Going ahead to still drink alcohol upon diagnosis with the severe form of alcoholic hepatitis can further worsen the damage.

You can lengthen your lifespan by 30% if you discontinue drinking when you have been diagnosed with permanent liver damage.

There are various treatment options, facilities, and programs that can help you overcome your addiction to alcohol.

Your doctor will recommend some for you.

Medications that can work on your symptoms and help you feel better will be included in whatever treatment option the doctor will be recommending for you. They will also help your liver to improve in their functions.

Vitamin and nutrient supplements are other dimensions of the treatment you will be receiving. You will need these supplements so as to help you feed well and overcome malnourishment.

If you are finding it difficult to eat, you will be fed from a feeding tube. The vitamins and supplements will be included in the feeding tube.

If your liver has been severely destroyed, a liver transplant will be non-negotiable.

You will have to agree that you won’t go back to drinking before a new liver will be transplanted into you. Also, you will have to stay away from drinking 6 months to the scheduled time for the liver transplant. Ensure you seek counseling when necessary.

How can you prevent alcoholic hepatitis?

Absolute abstinence from alcohol consumption is the best way to prevent alcoholic hepatitis.

If you must drink alcohol, you must take just a drink per day if you are a man and half a drink per day if you are a woman.

If you can maintain your weight and protect yourself from anything that can cause either hepatitis C and B from developing, you are likely going to be far from having alcoholic hepatitis.

If you also reduce your risk of developing any blood-borne disease, you will reduce your susceptibility to having alcoholic hepatitis. You can do this by not engaging in unprotected sexual intercourse, or not sharing instruments that can pierce your body with others.

There are vaccines for hepatitis. But hepatitis C is yet to have a vaccine.

Long-term outlook for alcoholic hepatitis

If you stop drinking, your outlook might be fine. If your liver has not been severely damaged, that will be a good one, too.

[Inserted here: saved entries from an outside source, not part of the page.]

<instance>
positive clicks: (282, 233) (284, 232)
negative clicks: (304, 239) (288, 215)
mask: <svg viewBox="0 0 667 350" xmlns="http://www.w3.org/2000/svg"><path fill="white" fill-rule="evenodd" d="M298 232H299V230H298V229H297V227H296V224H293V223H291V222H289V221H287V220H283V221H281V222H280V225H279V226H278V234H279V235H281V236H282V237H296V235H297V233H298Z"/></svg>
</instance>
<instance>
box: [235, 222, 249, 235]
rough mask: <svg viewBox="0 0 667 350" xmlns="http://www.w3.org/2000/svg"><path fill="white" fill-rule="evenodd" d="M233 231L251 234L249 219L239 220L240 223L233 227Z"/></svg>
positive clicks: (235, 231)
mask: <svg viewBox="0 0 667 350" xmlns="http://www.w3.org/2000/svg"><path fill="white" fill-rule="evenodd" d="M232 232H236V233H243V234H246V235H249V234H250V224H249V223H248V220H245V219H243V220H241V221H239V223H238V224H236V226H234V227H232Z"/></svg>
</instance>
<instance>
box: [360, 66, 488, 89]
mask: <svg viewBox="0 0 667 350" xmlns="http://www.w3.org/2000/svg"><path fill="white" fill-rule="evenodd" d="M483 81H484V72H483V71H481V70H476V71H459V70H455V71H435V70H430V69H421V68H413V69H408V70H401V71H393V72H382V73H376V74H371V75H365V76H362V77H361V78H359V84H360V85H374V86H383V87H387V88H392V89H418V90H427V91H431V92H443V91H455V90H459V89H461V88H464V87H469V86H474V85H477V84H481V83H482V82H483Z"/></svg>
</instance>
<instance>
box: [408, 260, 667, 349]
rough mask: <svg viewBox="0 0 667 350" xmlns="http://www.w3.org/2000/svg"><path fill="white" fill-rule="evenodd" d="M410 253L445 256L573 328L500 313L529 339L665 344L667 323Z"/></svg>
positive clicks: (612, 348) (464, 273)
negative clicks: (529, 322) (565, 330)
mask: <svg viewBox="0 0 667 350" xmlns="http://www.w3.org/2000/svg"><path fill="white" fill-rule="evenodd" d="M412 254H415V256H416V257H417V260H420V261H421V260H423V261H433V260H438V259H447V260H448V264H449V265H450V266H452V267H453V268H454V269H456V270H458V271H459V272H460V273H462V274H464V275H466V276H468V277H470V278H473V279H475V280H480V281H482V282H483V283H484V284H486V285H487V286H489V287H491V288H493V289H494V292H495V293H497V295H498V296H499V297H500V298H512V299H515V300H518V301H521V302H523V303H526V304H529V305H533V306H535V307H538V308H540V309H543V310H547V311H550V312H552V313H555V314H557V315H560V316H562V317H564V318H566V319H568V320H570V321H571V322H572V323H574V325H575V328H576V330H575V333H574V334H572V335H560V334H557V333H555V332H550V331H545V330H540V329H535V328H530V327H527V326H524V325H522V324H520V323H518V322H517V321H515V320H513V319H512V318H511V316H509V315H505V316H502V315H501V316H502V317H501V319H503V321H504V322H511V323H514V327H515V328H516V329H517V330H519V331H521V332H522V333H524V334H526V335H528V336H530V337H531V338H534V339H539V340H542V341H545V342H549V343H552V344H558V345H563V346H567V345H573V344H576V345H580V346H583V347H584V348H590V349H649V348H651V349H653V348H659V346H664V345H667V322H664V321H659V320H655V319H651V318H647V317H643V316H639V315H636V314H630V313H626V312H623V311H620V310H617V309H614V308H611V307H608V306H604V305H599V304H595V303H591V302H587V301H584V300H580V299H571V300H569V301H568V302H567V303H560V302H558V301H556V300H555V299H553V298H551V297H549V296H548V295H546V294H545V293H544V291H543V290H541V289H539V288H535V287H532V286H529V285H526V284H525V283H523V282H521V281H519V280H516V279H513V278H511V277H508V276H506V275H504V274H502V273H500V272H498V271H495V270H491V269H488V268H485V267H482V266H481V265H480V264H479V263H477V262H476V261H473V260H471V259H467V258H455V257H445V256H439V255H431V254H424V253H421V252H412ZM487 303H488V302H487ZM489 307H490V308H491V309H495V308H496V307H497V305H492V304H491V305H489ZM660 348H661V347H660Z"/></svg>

The severity of your symptoms will also affect your outlook.

What are the possible complications of alcoholic hepatitis?

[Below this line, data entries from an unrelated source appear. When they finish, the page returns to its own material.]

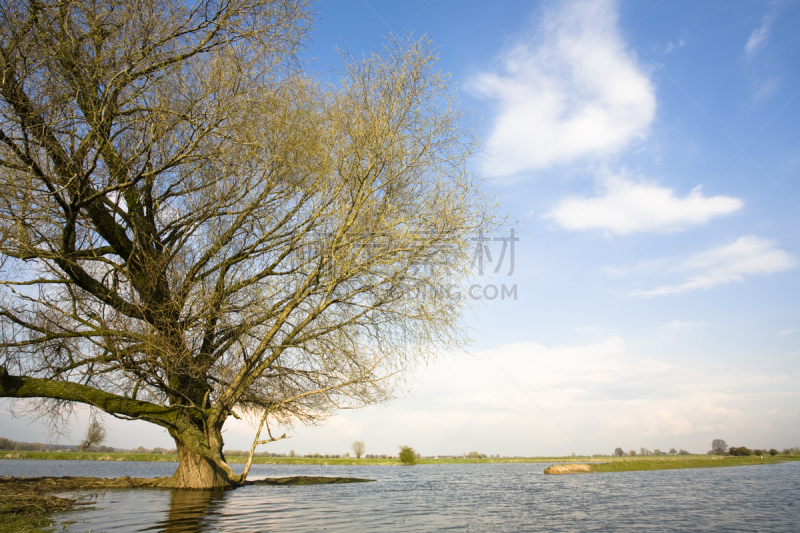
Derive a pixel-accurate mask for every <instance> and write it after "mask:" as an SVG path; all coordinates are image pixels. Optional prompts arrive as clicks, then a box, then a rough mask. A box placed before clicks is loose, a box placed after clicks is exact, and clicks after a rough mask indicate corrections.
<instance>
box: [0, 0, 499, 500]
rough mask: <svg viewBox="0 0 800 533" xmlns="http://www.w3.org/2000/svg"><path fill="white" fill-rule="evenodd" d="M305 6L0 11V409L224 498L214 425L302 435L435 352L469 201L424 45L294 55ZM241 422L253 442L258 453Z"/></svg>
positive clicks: (411, 368) (441, 334) (460, 171)
mask: <svg viewBox="0 0 800 533" xmlns="http://www.w3.org/2000/svg"><path fill="white" fill-rule="evenodd" d="M311 18H312V17H311V11H310V7H309V5H308V3H307V2H305V1H304V0H227V1H223V0H198V1H196V2H183V1H182V0H122V1H119V0H114V1H109V0H91V1H90V0H58V1H56V0H52V1H50V0H38V1H36V0H31V1H29V2H24V1H21V0H16V1H14V0H12V1H11V2H7V3H4V5H3V7H2V8H0V71H1V72H0V76H1V77H0V172H2V175H3V179H2V182H1V183H0V334H1V335H2V338H0V350H2V351H1V352H0V396H3V397H12V398H35V399H38V401H40V402H43V403H42V404H40V405H44V406H46V408H47V412H49V413H59V412H62V411H63V409H65V408H68V407H69V406H70V405H72V404H75V403H80V404H86V405H90V406H93V407H94V408H96V409H99V410H101V411H104V412H106V413H108V414H111V415H113V416H116V417H120V418H126V419H137V420H145V421H148V422H152V423H154V424H158V425H159V426H162V427H164V428H166V429H167V430H168V431H169V433H170V435H171V436H172V437H173V438H174V439H175V442H176V446H177V449H178V452H179V456H180V466H179V468H178V470H177V471H176V473H175V475H174V476H173V478H172V479H171V480H170V482H169V483H168V485H169V486H175V487H186V488H205V487H215V486H230V485H235V484H238V483H241V482H243V481H244V478H245V477H246V475H247V470H248V469H249V464H248V468H247V469H246V470H245V473H244V474H242V475H237V474H234V473H233V471H232V470H231V469H230V468H229V467H228V465H227V463H226V462H225V458H224V455H223V452H222V449H223V439H222V426H223V424H224V423H225V420H226V419H227V418H228V417H229V416H240V415H242V414H251V415H254V416H256V417H260V421H261V425H259V427H258V431H257V436H256V439H255V441H254V444H253V449H255V446H256V445H257V444H259V443H263V442H269V441H272V440H276V439H277V438H280V437H277V438H276V437H273V436H272V433H271V430H270V427H269V423H270V421H273V423H275V422H276V423H278V424H283V425H288V424H292V423H297V422H314V421H318V420H321V419H324V418H325V417H326V416H328V415H329V414H330V413H332V412H334V411H335V410H337V409H341V408H350V407H359V406H363V405H367V404H370V403H373V402H379V401H383V400H386V399H388V398H390V397H391V396H392V394H393V392H394V391H395V390H396V386H397V384H398V382H399V380H402V379H403V377H404V376H407V375H408V372H409V371H410V370H412V369H413V368H414V366H415V365H416V364H418V363H419V362H420V361H422V360H425V359H426V358H428V357H430V356H432V355H433V354H434V353H435V350H436V349H438V348H441V347H442V346H449V345H453V344H456V345H457V344H460V343H461V342H463V340H464V334H465V333H464V329H463V326H462V324H461V322H460V317H461V314H462V311H463V305H464V301H463V300H459V299H454V298H453V293H452V287H453V286H454V284H457V283H458V282H459V280H461V279H462V278H463V276H464V275H465V273H466V271H467V268H468V266H469V253H468V250H467V243H468V240H467V239H468V238H469V235H471V234H474V233H475V232H477V231H478V229H479V228H482V227H485V226H486V225H487V224H489V223H491V217H492V214H491V207H492V206H491V202H490V199H489V198H487V197H486V196H485V195H484V193H483V192H482V189H481V184H480V183H479V182H478V181H477V180H476V179H475V178H474V176H473V175H471V173H470V172H469V171H468V169H467V160H468V158H469V157H470V155H471V152H472V150H473V148H474V146H475V143H474V139H473V138H472V137H471V135H470V132H469V130H468V129H466V128H465V127H464V116H463V115H462V113H461V112H460V111H459V109H458V107H457V104H456V102H455V100H454V93H453V90H452V88H451V86H450V85H449V82H448V79H447V77H446V76H444V75H442V74H440V73H439V72H438V71H437V70H436V68H435V60H436V57H435V53H434V51H433V50H432V49H431V46H430V43H429V42H428V41H427V40H425V39H422V40H417V41H413V40H407V39H397V38H394V39H390V40H388V41H387V42H386V44H385V46H384V47H383V48H382V49H380V50H378V51H376V52H373V53H370V54H366V55H364V56H363V57H361V58H355V57H352V56H349V55H346V54H344V55H343V59H342V60H343V69H342V73H341V75H339V76H338V79H337V80H336V81H335V82H333V83H325V82H323V81H322V80H320V79H317V78H315V77H314V76H312V75H309V74H308V73H306V72H305V71H304V70H303V65H302V63H301V62H300V61H299V60H298V59H297V50H298V47H300V46H301V45H302V44H303V42H304V39H305V37H306V33H307V31H308V29H309V22H310V20H311ZM264 425H266V427H267V432H268V433H269V438H267V439H264V440H259V438H260V434H261V430H262V428H263V426H264Z"/></svg>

The chances of recovery will be slim if you keep drinking despite the fact that you have been seriously affected by liver inflammation. Hepatic encephalopathy, coma, anemia, cirrhosis, bleeding, and liver failure are the likely complications that can arise from severe alcoholic hepatitis.

Diet and exercise


What nutrition advice can be provided to one who is trying to recover from alcoholic hepatitis?


The nutrition advice that can be given to such a person will be informed by the laboratory results.

On a general note, the person might have to have a magnesium replacement if the result reveals the presence of deficient serum magnesium.

Vitamins like folic acid, thiamine, and multivitamins will be needed by someone that is recovering from alcoholic hepatitis.

Healthy meals thrice a day and ensuring the body is well-hydrated will really be commendable.